Ege Üniversitesi İktisat Fakültesi Öğretim Üyesi Prof. Dr. Osman Aydoğuş, açıklanan son enflasyon rakamlarını BirGün’e değerlendirdi. Aydoğuş, gıda fiyatlarındaki artışın durmasının mümkün olmadığını söyledi

Gıda fiyatlarındaki artışın durması mümkün değil

Namık ALKAN

TÜİK Ocak ayı tüketici fiyat enflasyonunu Aralık ayına göre yüzde 1,35, önceki yılın aynı ayına göre yüzde 12,15 ve 12 aylık ortalamaya göre ise yüzde 14,52 olduğunu açıkladı. Yurtiçi üretici fiyat endeksi de aylık olarak yüzde 1,84, yıllık yüzde 48,84 ve 12 aylık ortalamaya göre ise yüzde 15,71 oldu.

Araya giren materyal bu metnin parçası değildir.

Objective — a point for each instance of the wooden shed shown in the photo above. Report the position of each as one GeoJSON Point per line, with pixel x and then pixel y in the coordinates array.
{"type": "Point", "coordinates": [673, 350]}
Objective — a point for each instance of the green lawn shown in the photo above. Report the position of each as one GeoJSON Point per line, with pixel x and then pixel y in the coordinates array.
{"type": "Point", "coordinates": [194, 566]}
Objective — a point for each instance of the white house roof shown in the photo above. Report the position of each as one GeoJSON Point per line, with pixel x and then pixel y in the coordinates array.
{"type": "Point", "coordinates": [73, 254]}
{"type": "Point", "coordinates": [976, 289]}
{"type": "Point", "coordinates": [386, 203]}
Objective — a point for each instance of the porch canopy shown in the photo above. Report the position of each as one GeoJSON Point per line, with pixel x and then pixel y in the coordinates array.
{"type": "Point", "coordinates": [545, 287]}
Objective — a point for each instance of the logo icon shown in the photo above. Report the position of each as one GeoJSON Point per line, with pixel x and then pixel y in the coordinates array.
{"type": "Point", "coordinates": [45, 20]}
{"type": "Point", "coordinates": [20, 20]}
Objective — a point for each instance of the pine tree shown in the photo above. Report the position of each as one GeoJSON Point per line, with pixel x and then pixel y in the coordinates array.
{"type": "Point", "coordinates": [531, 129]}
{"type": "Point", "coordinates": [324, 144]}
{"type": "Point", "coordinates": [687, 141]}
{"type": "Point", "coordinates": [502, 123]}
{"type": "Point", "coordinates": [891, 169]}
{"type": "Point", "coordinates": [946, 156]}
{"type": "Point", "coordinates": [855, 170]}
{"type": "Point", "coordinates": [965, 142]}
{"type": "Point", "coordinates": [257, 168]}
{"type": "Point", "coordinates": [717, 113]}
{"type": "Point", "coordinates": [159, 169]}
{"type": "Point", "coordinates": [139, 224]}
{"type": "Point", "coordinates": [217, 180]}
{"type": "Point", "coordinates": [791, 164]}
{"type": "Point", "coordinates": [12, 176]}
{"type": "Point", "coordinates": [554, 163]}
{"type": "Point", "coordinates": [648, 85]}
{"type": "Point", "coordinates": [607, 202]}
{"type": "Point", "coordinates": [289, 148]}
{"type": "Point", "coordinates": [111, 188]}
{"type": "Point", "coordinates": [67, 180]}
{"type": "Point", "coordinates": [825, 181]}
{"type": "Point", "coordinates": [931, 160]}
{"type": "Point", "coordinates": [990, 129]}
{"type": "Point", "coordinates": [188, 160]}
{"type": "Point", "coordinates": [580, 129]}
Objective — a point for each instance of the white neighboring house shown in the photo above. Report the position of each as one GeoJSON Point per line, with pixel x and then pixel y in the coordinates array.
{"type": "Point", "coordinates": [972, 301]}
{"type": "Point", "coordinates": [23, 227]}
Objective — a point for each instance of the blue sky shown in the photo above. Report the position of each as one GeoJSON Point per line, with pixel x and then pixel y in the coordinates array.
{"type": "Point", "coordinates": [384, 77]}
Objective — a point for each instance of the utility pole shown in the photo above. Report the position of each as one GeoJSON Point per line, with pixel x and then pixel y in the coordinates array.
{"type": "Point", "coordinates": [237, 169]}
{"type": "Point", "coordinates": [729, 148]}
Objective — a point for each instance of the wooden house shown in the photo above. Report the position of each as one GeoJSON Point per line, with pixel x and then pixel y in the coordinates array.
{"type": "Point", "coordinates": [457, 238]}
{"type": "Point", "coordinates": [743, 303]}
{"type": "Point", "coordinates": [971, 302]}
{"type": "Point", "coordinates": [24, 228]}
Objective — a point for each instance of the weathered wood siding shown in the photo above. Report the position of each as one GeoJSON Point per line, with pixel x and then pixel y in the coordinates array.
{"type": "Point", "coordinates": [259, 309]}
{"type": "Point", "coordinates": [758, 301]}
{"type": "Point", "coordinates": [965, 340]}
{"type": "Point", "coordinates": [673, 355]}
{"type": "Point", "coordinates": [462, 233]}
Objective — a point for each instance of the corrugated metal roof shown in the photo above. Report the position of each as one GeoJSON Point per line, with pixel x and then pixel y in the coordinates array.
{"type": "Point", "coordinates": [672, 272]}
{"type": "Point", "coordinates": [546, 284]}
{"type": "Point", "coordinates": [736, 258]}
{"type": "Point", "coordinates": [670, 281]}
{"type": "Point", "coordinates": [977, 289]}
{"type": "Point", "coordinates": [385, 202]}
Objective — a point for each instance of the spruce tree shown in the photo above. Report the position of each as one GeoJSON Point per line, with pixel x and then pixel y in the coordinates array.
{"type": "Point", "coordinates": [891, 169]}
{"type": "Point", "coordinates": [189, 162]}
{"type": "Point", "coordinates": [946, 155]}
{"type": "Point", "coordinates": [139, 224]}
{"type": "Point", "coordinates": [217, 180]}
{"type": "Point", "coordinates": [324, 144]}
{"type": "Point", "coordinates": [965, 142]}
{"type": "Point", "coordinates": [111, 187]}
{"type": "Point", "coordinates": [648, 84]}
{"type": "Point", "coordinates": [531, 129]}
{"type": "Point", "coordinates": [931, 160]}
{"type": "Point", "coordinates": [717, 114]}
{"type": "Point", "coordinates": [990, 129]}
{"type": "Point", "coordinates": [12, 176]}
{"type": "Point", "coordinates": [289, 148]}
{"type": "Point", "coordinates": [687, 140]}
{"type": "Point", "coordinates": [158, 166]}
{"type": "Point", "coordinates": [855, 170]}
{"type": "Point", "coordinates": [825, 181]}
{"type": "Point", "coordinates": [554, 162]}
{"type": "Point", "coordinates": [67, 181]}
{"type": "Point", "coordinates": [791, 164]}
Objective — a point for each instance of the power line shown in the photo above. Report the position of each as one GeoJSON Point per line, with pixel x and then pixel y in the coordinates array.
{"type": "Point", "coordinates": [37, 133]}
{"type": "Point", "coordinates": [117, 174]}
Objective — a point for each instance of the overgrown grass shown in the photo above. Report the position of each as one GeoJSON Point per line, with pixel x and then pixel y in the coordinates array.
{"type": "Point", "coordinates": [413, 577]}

Ege Üniversitesi İktisat Fakültesi Öğretim Üyesi Prof. Dr. Osman Aydoğuş, açıklanan son enflasyon rakamlarını BirGün’e değerlendirdi.

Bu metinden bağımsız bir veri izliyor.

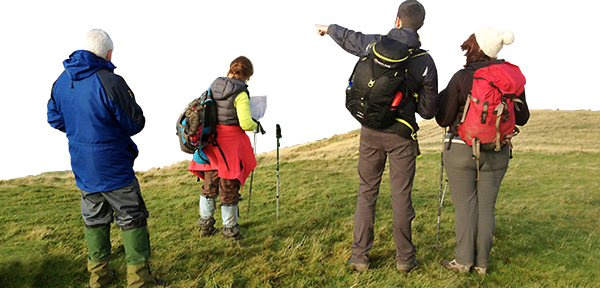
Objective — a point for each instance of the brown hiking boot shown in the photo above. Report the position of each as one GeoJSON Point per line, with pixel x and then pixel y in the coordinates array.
{"type": "Point", "coordinates": [359, 267]}
{"type": "Point", "coordinates": [207, 226]}
{"type": "Point", "coordinates": [454, 266]}
{"type": "Point", "coordinates": [406, 268]}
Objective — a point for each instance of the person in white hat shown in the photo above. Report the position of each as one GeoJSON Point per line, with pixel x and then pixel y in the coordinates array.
{"type": "Point", "coordinates": [474, 184]}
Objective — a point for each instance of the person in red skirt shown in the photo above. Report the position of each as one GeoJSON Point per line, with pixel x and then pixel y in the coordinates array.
{"type": "Point", "coordinates": [231, 162]}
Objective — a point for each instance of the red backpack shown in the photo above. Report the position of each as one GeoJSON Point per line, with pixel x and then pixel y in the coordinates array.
{"type": "Point", "coordinates": [488, 117]}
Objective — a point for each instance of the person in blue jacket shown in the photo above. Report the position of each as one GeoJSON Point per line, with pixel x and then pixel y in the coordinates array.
{"type": "Point", "coordinates": [98, 112]}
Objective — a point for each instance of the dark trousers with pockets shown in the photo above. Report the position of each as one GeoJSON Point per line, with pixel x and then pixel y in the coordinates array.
{"type": "Point", "coordinates": [124, 205]}
{"type": "Point", "coordinates": [375, 148]}
{"type": "Point", "coordinates": [474, 201]}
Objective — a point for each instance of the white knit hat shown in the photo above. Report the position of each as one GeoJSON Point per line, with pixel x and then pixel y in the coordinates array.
{"type": "Point", "coordinates": [491, 40]}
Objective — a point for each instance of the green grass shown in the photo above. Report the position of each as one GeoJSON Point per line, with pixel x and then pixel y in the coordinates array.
{"type": "Point", "coordinates": [547, 229]}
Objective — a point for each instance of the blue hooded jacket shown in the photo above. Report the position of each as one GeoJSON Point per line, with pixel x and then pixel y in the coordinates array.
{"type": "Point", "coordinates": [99, 114]}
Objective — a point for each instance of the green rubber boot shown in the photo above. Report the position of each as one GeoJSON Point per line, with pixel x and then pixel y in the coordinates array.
{"type": "Point", "coordinates": [98, 242]}
{"type": "Point", "coordinates": [137, 253]}
{"type": "Point", "coordinates": [100, 276]}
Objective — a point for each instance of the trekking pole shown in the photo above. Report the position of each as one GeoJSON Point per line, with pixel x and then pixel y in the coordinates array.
{"type": "Point", "coordinates": [441, 193]}
{"type": "Point", "coordinates": [277, 135]}
{"type": "Point", "coordinates": [251, 178]}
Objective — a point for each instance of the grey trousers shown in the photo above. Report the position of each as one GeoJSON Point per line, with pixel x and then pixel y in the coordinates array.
{"type": "Point", "coordinates": [474, 201]}
{"type": "Point", "coordinates": [375, 148]}
{"type": "Point", "coordinates": [125, 205]}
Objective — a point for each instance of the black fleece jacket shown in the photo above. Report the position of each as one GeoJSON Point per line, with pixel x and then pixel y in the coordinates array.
{"type": "Point", "coordinates": [421, 68]}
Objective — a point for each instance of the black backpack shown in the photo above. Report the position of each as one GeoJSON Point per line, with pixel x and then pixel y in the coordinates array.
{"type": "Point", "coordinates": [196, 126]}
{"type": "Point", "coordinates": [374, 88]}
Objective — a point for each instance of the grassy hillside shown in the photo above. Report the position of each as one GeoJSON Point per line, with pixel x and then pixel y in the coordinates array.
{"type": "Point", "coordinates": [546, 235]}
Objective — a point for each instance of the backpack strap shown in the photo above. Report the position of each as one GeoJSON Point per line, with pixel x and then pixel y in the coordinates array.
{"type": "Point", "coordinates": [476, 153]}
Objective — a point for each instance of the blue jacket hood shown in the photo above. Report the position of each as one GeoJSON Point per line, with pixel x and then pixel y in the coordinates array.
{"type": "Point", "coordinates": [82, 64]}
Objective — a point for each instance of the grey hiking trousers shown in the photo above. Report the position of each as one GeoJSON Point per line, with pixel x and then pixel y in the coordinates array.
{"type": "Point", "coordinates": [375, 148]}
{"type": "Point", "coordinates": [125, 205]}
{"type": "Point", "coordinates": [474, 201]}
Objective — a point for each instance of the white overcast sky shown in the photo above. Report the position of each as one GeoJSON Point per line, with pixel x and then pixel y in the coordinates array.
{"type": "Point", "coordinates": [170, 51]}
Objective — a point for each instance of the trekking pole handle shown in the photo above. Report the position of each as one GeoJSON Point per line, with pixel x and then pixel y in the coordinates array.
{"type": "Point", "coordinates": [277, 131]}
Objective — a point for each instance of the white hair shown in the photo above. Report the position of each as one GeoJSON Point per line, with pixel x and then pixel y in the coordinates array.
{"type": "Point", "coordinates": [98, 42]}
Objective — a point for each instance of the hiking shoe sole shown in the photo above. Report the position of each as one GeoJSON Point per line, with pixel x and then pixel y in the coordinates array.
{"type": "Point", "coordinates": [406, 268]}
{"type": "Point", "coordinates": [358, 267]}
{"type": "Point", "coordinates": [455, 267]}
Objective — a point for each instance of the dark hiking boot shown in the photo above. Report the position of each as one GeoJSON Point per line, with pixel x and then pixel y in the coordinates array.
{"type": "Point", "coordinates": [406, 268]}
{"type": "Point", "coordinates": [454, 266]}
{"type": "Point", "coordinates": [480, 270]}
{"type": "Point", "coordinates": [207, 226]}
{"type": "Point", "coordinates": [357, 266]}
{"type": "Point", "coordinates": [232, 232]}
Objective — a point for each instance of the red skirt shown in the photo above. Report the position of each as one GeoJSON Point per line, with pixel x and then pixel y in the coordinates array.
{"type": "Point", "coordinates": [238, 153]}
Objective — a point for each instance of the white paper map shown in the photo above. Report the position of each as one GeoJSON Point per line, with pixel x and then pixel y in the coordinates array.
{"type": "Point", "coordinates": [258, 106]}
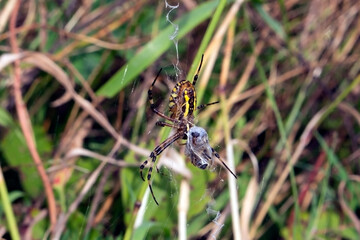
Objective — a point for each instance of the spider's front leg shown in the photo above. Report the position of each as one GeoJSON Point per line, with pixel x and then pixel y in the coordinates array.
{"type": "Point", "coordinates": [157, 151]}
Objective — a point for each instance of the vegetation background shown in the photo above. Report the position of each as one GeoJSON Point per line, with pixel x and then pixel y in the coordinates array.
{"type": "Point", "coordinates": [75, 123]}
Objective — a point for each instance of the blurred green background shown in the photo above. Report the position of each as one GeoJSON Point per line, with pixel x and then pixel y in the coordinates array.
{"type": "Point", "coordinates": [286, 74]}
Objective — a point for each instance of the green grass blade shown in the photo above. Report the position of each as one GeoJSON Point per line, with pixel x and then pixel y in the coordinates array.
{"type": "Point", "coordinates": [155, 48]}
{"type": "Point", "coordinates": [13, 229]}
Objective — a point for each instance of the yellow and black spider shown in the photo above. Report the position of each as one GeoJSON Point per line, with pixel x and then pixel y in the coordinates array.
{"type": "Point", "coordinates": [182, 103]}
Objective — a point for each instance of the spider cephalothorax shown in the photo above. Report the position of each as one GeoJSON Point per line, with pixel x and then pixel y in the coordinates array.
{"type": "Point", "coordinates": [182, 104]}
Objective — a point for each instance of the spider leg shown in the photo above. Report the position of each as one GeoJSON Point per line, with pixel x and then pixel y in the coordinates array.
{"type": "Point", "coordinates": [157, 151]}
{"type": "Point", "coordinates": [218, 156]}
{"type": "Point", "coordinates": [197, 73]}
{"type": "Point", "coordinates": [151, 100]}
{"type": "Point", "coordinates": [165, 124]}
{"type": "Point", "coordinates": [202, 106]}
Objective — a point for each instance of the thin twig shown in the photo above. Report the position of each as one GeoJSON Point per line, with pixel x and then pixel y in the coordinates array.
{"type": "Point", "coordinates": [25, 123]}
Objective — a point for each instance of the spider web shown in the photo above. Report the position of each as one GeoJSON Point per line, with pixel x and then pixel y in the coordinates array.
{"type": "Point", "coordinates": [167, 176]}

Milletin enflasyon rakamlarını duyunca isyan ettiğini kaydeden Aydoğuş, “ Millet yıllık enflasyon oranı yüzde 12,15 olur mu? Pazara, markete, çarşıya gittiğimiz zaman gördüğümüz enflasyon oranı bunun kat kat üstünde diyerek isyan etti. Çok da haksız değiller. İnsanlar enflasyonu pazara, markete gittikleri zaman karşılaştıkları fiyatlar ile algılıyor. Ocak ayında özellikle gıda fiyatlarında çok büyük artışlar oldu. Biraz da mevsim koşulları gereği sebze, meyve fiyatları deyim yerindeyse roket hızıyla yükseldi. TÜİK’e göre de gıda fiyatlarındaki bir aylık artış yüzde 4,65. Sebze fiyatlarındaki artışlar ise yüzde 20›ye yaklaşmış durumda. Yurttaşlar enflasyonu bu fiyatlara göre değerlendiriyor” dedi.

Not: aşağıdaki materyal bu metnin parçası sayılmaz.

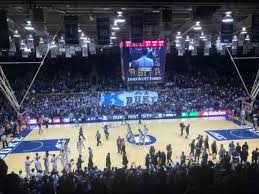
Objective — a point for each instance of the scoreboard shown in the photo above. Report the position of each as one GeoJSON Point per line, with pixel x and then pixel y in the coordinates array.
{"type": "Point", "coordinates": [143, 62]}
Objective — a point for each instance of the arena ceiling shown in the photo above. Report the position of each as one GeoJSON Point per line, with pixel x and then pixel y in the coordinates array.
{"type": "Point", "coordinates": [184, 15]}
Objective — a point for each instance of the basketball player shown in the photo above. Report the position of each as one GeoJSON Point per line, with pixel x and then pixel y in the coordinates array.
{"type": "Point", "coordinates": [106, 132]}
{"type": "Point", "coordinates": [141, 137]}
{"type": "Point", "coordinates": [39, 123]}
{"type": "Point", "coordinates": [125, 117]}
{"type": "Point", "coordinates": [67, 153]}
{"type": "Point", "coordinates": [62, 157]}
{"type": "Point", "coordinates": [139, 118]}
{"type": "Point", "coordinates": [80, 146]}
{"type": "Point", "coordinates": [145, 132]}
{"type": "Point", "coordinates": [46, 121]}
{"type": "Point", "coordinates": [98, 138]}
{"type": "Point", "coordinates": [214, 149]}
{"type": "Point", "coordinates": [37, 163]}
{"type": "Point", "coordinates": [192, 148]}
{"type": "Point", "coordinates": [27, 163]}
{"type": "Point", "coordinates": [187, 130]}
{"type": "Point", "coordinates": [81, 133]}
{"type": "Point", "coordinates": [255, 121]}
{"type": "Point", "coordinates": [169, 153]}
{"type": "Point", "coordinates": [69, 166]}
{"type": "Point", "coordinates": [46, 163]}
{"type": "Point", "coordinates": [206, 144]}
{"type": "Point", "coordinates": [54, 163]}
{"type": "Point", "coordinates": [242, 117]}
{"type": "Point", "coordinates": [182, 126]}
{"type": "Point", "coordinates": [108, 161]}
{"type": "Point", "coordinates": [128, 132]}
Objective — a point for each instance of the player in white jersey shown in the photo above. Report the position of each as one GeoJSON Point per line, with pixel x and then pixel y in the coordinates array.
{"type": "Point", "coordinates": [37, 163]}
{"type": "Point", "coordinates": [62, 155]}
{"type": "Point", "coordinates": [54, 163]}
{"type": "Point", "coordinates": [80, 146]}
{"type": "Point", "coordinates": [27, 166]}
{"type": "Point", "coordinates": [46, 163]}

GENİŞ HALK KESİMLERİ YOKSULLAŞIYOR

Ocak ayında gıda fiyatlarında gözlenen yüksek artışın, kamu işçisine, memura ve emekliye ilk 6 ay için yapılan maaş zammının çok büyük bir kısmını alıp götürdüğünü anlatan Aydoğuş, “Diğer zamları da dikkate aldığımızda maaş ve ücretlerdeki artışın çok büyük bir kısmının özellikle doğalgaz, elektrik, su, kira, ulaşım, vb. fiyatlarındaki artışlar nedeniyle neredeyse ilk ayda eridiği görülüyor. Bundan sonra satın alma gücü aşınmaya başlayacak. Yani insanlar Aralık ayına göre daha az ürün veya hizmet satın alabilecek. Enflasyonun zaten yol açtığı en önemli sonuçlardan bir tanesi özellikle sabit gelirlilerin satın alma gücünü aşındırmasıdır. Şu anda Türkiye bunu yaşıyor ve geniş halk kesimleri yoksullaşıyor. Nedeni enflasyon geçen yıl ortalama yüzde 15,5 olmuşken, ücret-maaşlara altı ay için sadece yüzde 5 zam yapılmış olması” diye konuştu.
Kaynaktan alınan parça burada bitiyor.